When people picture the Portugal–Scandinavia corridor, they usually picture it running one way: Nordic capital flowing south into Iberian solar farms, data centres and green-hydrogen plants. The most under-told half of the story is the reverse — and there is no cleaner example than this. Sonae, the Maia-based Portuguese retail group, controls Musti Group, the largest specialty pet-care retailer in the Nordics. And in its most recent quarter, that bet kept compounding: Musti reported net sales up 15.6% year-on-year to €138.5 million for the quarter ended 31 March 2026, with Norway surging 25.5%.

How a Portuguese retailer ended up owning the Nordics’ pet leader

Sonae did not build Musti from scratch — it bought it, and took it private. In a deal first announced in late 2023, a consortium led by Sonae alongside executives Jeffrey David, Johan Dettel and David Rönnberg launched a recommended public tender offer for all shares in Musti through the bid vehicle Flybird Holding Oy, valuing the company at roughly €868 million in equity at €26 per share. The acquisition completed in 2024, cleared by the European Commission, and Musti was subsequently delisted from Nasdaq Helsinki. It remains one of the most significant outbound acquisitions a Portuguese company has ever made in the Nordic region.

A genuine Nordic market leader

Musti is not a minor holding. It is the category leader across Finland, Sweden and Norway, running an omnichannel model that pairs a large store estate with e-commerce and subscription auto-replenishment. As of 31 December 2025 the group operated 497 stores — including 138 in Sweden and 91 in Norway, with the balance in its home market of Finland. The company has built a loyal, high-frequency customer base in a category that proves resilient through economic cycles: pet owners keep buying food and vet services when they cut back elsewhere.

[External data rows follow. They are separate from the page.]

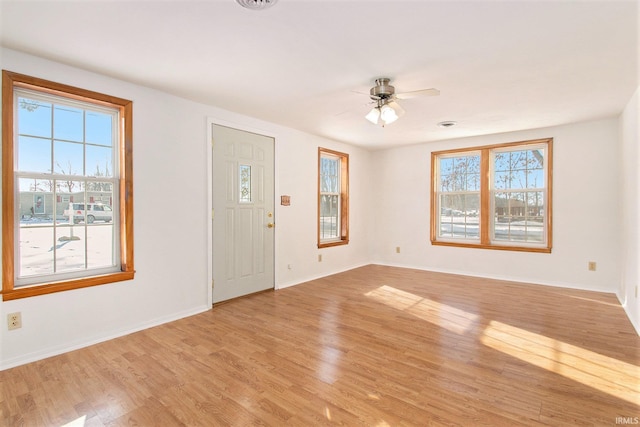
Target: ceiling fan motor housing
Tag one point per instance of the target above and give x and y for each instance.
(382, 89)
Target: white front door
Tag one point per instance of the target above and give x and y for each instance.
(243, 213)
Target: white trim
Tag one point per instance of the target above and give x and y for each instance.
(87, 342)
(522, 280)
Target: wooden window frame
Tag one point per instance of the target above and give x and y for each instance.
(344, 198)
(11, 80)
(486, 215)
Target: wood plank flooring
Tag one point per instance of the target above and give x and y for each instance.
(375, 346)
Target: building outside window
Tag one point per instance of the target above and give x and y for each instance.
(67, 198)
(494, 197)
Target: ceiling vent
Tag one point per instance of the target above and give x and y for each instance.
(256, 4)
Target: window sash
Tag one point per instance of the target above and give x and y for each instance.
(330, 198)
(333, 198)
(45, 268)
(514, 216)
(119, 180)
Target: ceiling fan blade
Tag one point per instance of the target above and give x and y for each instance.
(416, 93)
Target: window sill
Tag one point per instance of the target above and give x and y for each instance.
(49, 288)
(335, 243)
(537, 249)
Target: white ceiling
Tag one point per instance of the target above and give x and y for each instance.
(500, 65)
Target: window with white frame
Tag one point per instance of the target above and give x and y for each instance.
(494, 197)
(333, 198)
(67, 198)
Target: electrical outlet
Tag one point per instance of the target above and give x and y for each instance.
(14, 321)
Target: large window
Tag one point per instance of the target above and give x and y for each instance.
(495, 197)
(333, 198)
(67, 199)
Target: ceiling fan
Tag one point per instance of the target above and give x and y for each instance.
(387, 110)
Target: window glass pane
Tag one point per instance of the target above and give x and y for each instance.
(98, 161)
(68, 158)
(34, 117)
(68, 123)
(329, 175)
(35, 200)
(36, 247)
(329, 216)
(519, 169)
(100, 251)
(245, 183)
(459, 216)
(460, 173)
(519, 216)
(70, 248)
(34, 155)
(99, 128)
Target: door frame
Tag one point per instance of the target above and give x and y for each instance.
(211, 121)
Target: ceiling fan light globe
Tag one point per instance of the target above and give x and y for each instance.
(373, 116)
(388, 114)
(397, 108)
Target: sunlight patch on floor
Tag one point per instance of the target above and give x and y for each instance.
(440, 314)
(79, 422)
(614, 377)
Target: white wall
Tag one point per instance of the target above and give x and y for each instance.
(630, 210)
(586, 214)
(171, 253)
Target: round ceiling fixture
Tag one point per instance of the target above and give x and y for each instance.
(256, 4)
(447, 124)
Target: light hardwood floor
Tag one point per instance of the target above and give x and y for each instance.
(375, 346)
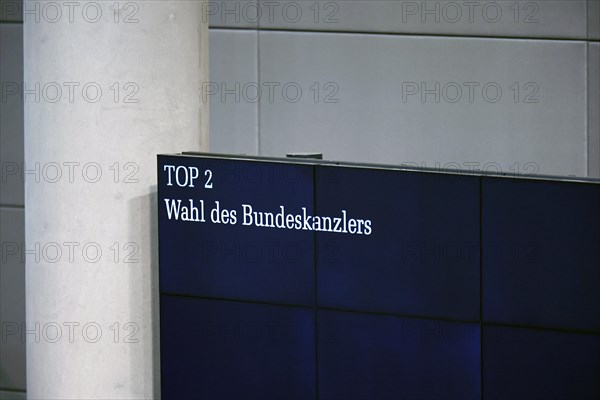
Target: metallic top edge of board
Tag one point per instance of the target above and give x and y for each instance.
(388, 167)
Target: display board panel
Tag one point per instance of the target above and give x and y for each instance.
(305, 279)
(542, 262)
(422, 256)
(538, 364)
(364, 356)
(219, 250)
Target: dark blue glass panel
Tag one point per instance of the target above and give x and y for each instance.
(422, 257)
(212, 349)
(541, 253)
(380, 357)
(235, 260)
(535, 364)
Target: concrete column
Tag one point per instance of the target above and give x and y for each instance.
(108, 85)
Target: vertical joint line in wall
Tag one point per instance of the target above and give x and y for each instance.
(315, 280)
(586, 122)
(481, 326)
(259, 103)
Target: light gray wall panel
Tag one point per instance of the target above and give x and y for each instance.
(5, 395)
(594, 110)
(232, 91)
(376, 119)
(11, 10)
(594, 19)
(232, 13)
(11, 113)
(12, 299)
(522, 18)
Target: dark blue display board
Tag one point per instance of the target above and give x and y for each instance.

Norway is the growth engine

The standout in the latest numbers is Norway, where net sales rose 25.5% year-on-year to roughly €24 million, with like-for-like growth of 12.6% on top of new-store ramp-up. During the quarter Musti acquired Petco Retail, which operates three locations in Norway, and opened two further directly operated stores. It is also pushing into the Norwegian veterinary market, extending from retail into higher-margin services. Group-wide, the active customer base grew 2.8% — a reversal from the slight decline a year earlier.

Sweden is the scale opportunity

If Norway is the growth story, Sweden is the scale story. With 138 stores, it is Musti’s largest market by footprint, and management’s stated priority there is to lift penetration of own and exclusive brands toward the levels long established in Finland — the lever that does the most for margin. Converging the Swedish operation onto the group’s most profitable playbook is where a chunk of the value-creation case for the take-private ultimately sits.

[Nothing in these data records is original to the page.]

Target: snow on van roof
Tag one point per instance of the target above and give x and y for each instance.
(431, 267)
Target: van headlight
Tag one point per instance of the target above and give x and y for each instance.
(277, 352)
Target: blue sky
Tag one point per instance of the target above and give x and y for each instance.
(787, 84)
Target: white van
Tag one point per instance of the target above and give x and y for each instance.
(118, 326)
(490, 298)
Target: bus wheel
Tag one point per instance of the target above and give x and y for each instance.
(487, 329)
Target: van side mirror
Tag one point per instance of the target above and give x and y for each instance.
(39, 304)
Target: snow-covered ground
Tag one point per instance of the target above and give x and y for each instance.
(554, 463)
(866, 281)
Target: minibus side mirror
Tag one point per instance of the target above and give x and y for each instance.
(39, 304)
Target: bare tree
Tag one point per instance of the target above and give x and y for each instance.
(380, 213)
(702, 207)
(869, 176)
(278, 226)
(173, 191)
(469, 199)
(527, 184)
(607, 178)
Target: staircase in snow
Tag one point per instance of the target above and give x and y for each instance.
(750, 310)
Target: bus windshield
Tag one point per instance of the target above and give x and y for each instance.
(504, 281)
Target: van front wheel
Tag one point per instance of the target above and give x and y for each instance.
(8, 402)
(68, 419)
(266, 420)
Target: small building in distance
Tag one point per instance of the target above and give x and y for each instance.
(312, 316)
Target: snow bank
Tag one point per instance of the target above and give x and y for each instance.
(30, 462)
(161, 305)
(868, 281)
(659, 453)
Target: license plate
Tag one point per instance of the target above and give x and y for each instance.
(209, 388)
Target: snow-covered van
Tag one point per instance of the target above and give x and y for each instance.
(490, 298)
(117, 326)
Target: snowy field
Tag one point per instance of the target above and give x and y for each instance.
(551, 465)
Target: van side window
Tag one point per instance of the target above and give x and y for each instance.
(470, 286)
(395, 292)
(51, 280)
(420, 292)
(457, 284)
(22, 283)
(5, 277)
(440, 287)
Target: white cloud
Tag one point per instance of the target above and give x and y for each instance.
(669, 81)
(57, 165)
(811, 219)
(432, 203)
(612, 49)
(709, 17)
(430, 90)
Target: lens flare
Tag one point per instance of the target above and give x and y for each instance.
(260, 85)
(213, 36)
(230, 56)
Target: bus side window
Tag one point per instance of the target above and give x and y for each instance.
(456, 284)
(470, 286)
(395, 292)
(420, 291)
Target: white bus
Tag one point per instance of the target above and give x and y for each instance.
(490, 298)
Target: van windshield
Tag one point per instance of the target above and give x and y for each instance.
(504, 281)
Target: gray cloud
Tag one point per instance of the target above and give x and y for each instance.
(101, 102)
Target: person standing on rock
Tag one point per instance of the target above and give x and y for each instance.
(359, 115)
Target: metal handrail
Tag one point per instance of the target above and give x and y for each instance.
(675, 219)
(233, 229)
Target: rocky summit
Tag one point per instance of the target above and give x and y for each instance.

The honest caveat: still investing for growth

This is not a finished turnaround. Musti posted a net loss of €3.8 million in the quarter, slightly wider than the €3.5 million loss a year earlier — the cost of acquisitions, store openings and integration. The advantage of private ownership under Sonae is patience: free of the quarterly scrutiny of a public listing, the group can fund expansion and absorb near-term losses while it chases a Nordic pet market growing at an estimated 6% a year through 2028.

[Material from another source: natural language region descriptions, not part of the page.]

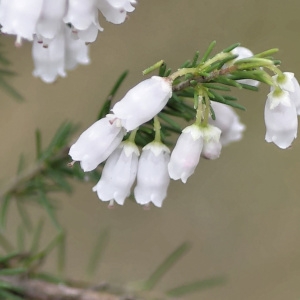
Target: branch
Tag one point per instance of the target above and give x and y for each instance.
(203, 79)
(34, 289)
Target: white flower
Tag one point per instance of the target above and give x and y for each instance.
(186, 154)
(243, 52)
(152, 177)
(81, 14)
(290, 84)
(76, 51)
(228, 121)
(143, 102)
(62, 53)
(118, 174)
(49, 62)
(96, 143)
(295, 95)
(19, 17)
(50, 20)
(115, 11)
(285, 82)
(212, 145)
(280, 119)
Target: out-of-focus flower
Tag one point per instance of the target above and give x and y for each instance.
(96, 143)
(228, 121)
(118, 174)
(152, 177)
(211, 142)
(76, 51)
(290, 84)
(243, 52)
(62, 53)
(19, 17)
(46, 19)
(49, 62)
(186, 154)
(280, 119)
(143, 102)
(50, 20)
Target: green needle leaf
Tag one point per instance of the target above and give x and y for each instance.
(208, 51)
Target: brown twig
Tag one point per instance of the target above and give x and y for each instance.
(34, 289)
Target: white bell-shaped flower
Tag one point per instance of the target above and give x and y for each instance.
(50, 20)
(228, 121)
(98, 142)
(291, 85)
(295, 95)
(243, 52)
(76, 51)
(118, 174)
(280, 119)
(152, 177)
(49, 62)
(211, 142)
(88, 35)
(143, 102)
(81, 14)
(285, 82)
(115, 11)
(186, 154)
(19, 17)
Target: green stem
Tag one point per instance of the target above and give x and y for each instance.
(132, 136)
(157, 130)
(182, 72)
(153, 67)
(207, 110)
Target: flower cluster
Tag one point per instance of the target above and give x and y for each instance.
(215, 124)
(155, 167)
(60, 30)
(103, 140)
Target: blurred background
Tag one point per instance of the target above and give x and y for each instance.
(241, 213)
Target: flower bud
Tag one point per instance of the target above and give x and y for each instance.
(152, 177)
(143, 102)
(186, 154)
(211, 142)
(228, 121)
(280, 119)
(118, 174)
(96, 143)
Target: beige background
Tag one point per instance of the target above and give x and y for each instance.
(241, 212)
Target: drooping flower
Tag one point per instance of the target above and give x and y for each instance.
(118, 174)
(152, 177)
(143, 102)
(228, 121)
(243, 52)
(49, 62)
(115, 11)
(97, 142)
(186, 154)
(290, 84)
(50, 20)
(211, 142)
(280, 119)
(76, 51)
(63, 52)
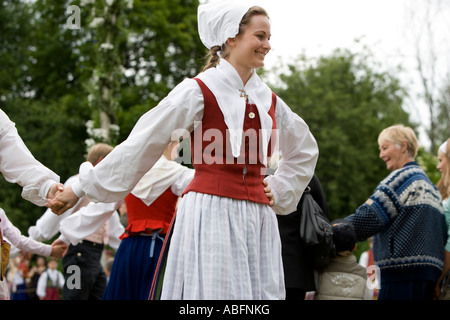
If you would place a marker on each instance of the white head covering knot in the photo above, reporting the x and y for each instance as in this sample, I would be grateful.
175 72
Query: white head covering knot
218 21
443 147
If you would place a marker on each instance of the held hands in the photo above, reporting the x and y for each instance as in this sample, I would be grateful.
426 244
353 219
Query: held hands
59 248
269 193
54 189
62 201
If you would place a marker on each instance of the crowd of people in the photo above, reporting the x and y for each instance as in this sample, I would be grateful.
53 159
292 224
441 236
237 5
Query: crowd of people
225 226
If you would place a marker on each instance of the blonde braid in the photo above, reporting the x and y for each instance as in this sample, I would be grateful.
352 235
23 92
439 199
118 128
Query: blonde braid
212 58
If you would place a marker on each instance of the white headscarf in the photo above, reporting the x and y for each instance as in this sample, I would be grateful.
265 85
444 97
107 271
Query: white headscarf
443 147
219 21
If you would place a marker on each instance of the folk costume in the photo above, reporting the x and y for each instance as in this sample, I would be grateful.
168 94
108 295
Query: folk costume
225 244
88 228
150 206
18 165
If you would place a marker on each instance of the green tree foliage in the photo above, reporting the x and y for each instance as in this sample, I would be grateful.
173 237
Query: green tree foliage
46 70
346 104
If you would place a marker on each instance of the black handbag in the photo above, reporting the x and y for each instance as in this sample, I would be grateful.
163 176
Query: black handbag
316 232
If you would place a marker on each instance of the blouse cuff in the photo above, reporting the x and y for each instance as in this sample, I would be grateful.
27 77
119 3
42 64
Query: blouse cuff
76 188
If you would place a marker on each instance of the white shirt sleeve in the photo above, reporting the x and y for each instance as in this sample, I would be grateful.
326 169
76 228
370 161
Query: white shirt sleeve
47 226
299 157
18 165
86 221
116 229
41 285
21 242
115 177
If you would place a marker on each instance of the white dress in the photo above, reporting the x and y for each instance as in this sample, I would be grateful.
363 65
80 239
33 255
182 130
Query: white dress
221 248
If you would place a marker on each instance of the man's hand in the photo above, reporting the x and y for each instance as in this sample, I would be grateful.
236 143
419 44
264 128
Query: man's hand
63 201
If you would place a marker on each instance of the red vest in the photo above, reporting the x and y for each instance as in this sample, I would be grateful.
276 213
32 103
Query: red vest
217 172
143 218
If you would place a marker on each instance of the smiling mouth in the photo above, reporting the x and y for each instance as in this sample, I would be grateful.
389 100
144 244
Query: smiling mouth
262 55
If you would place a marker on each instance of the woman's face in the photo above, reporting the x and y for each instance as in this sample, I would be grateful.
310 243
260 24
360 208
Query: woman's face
442 162
392 155
249 49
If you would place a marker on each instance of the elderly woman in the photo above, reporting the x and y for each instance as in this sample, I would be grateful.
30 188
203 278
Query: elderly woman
405 216
444 187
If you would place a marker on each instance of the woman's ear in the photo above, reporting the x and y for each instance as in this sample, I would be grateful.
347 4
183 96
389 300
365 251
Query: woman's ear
231 42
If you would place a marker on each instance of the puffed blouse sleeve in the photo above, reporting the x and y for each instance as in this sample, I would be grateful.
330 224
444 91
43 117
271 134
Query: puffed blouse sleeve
18 165
300 152
115 176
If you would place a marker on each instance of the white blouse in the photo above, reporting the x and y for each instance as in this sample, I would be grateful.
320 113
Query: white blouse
21 242
79 222
18 165
178 114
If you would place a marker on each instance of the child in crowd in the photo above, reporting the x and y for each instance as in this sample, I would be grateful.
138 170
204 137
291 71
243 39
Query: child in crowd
343 278
50 282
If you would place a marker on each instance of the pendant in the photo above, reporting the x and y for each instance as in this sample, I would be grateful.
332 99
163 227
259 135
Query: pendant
243 94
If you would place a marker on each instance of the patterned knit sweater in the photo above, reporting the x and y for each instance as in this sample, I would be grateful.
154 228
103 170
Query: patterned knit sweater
406 218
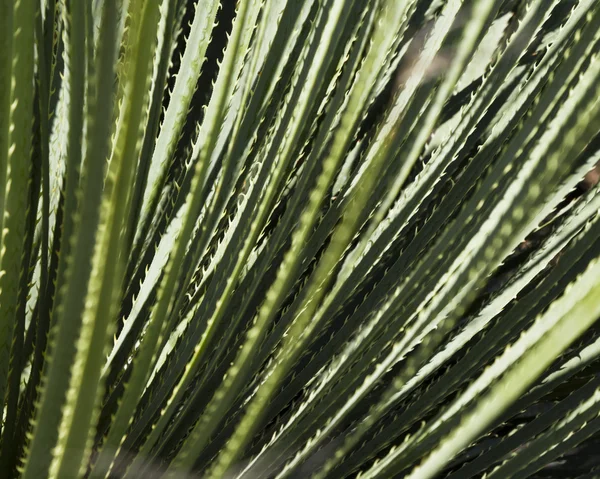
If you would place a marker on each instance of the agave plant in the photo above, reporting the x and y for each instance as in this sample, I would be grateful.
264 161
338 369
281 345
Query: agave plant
299 238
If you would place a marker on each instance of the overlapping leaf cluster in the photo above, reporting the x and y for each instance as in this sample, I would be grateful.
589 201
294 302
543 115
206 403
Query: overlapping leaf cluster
299 238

Why it matters for the corridor

This is Direction B in its purest form: not a Portuguese firm exporting a container of product to Stockholm, but a Portuguese group owning and operating a Nordic market leader — setting strategy, allocating capital and running hundreds of stores across three countries from a parent in northern Portugal. It is proof that the corridor is not a one-way street of Nordic money heading to Lisbon. For Portuguese corporates weighing the Nordics, Musti is the reference case: the region is not only a place to sell into, but a place to build a durable operating platform. The signals to watch from here are the margin inflection in Sweden, the pace of bolt-on deals like Petco, and whether the Norwegian vet push becomes a template for the rest of the group.